Thermal conductivity detectors (TCD) and flame ionization detectors (FID) are general-purpose detectors used in conventional gas chromatographs. A TCD detects a variety of inorganic and organic compounds, excluding the carrier gas component, but the sensitivity is insufficient. An FID is capable of detecting trace components at the ppm level, but can only detect organic compounds (excluding formaldehyde and formic acid). Analysis has thus required complex systems incorporating a variety of detectors to suit the target component.
With this issue in mind, Shimadzu has investigated the basics of plasma detection technology as a means for increasing sensitivity stability and the detectable concentration range. This has resulted in the barrier discharge ionization detector (BID), a new detector capable of the high-sensitivity detection of both organic and inorganic compounds, while providing excellent durability.
“The Tracera is a ground-breaking new system that combines this new type of detector, offering features not provided by conventional detectors, with the Shimadzu GC-2010 Plus high-performance capillary gas chromatograph,” Said Masahito Ueda, General Manager of GC & TA Business Unit, Analytical & Measuring Instruments Division. “It is expected to improve the efficiency of high-sensitivity, trace-quantity analyses, and to reduce equipment and analysis costs.”
[Main Features of This System]
1. High Sensitivity - Achieves detection sensitivity over 100 times that of TCD, and over twice that of FID
The built-in barrier discharge ionization detector (BID) generates helium plasma. The extremely high photon energy of this plasma ionizes the sample components, enabling high-sensitivity detection. This system achieves at least 100 times the sensitivity of a conventional TCD, and at least twice the sensitivity of FID, enabling the detection of all types of trace components at the 0.1 ppm level.
2. Universal Detector - Capable of detecting both organic and inorganic compounds with no difference in sensitivity
The new BID helium plasma has an extremely high energy. It can detect all organic and inorganic compounds, with the exception of He and Ne, with no difference in sensitivity. It improves analysis sensitivity even with aldehydes, alcohols, and halides, for which sensitivity decreases with FID. A single Tracera system can perform analyses that conventionally required complicated systems equipped with multiple detectors and units.
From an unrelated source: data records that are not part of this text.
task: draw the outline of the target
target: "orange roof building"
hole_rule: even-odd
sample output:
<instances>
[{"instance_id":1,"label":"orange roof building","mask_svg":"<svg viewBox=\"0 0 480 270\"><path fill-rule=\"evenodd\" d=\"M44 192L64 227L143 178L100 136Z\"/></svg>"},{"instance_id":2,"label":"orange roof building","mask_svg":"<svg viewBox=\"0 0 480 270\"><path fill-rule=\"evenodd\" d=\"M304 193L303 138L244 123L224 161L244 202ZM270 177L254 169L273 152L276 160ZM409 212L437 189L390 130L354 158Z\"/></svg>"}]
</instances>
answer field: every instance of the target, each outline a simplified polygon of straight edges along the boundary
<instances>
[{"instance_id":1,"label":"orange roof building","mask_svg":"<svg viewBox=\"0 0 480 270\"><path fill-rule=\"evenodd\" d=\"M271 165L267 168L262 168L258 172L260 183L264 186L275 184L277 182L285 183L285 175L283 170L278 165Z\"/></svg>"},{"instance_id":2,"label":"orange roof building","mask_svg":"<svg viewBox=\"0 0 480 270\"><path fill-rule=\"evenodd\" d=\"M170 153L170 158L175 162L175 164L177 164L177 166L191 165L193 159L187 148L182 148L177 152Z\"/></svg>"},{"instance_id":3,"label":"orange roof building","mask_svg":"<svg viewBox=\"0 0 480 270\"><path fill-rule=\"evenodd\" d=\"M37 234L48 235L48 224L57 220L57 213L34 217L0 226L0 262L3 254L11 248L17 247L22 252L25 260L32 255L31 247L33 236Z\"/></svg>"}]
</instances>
Examples include the analysis of hydrogen and organic compounds such as formic acid, generated as part of the reaction process during artificial photosynthesis, and the analysis of low concentration hydrocarbons and permanent gases generated in lithium ion rechargeable batteries.
3. Long-Term Stability - Adopts electrode-preserving plasma generation technology
With the new BID, the plasma is generated inside a quartz tube, so it makes no contact with the discharge electrode used for plasma generation. As a result, the detector electrode is not degraded, achieving long-term analytical stability.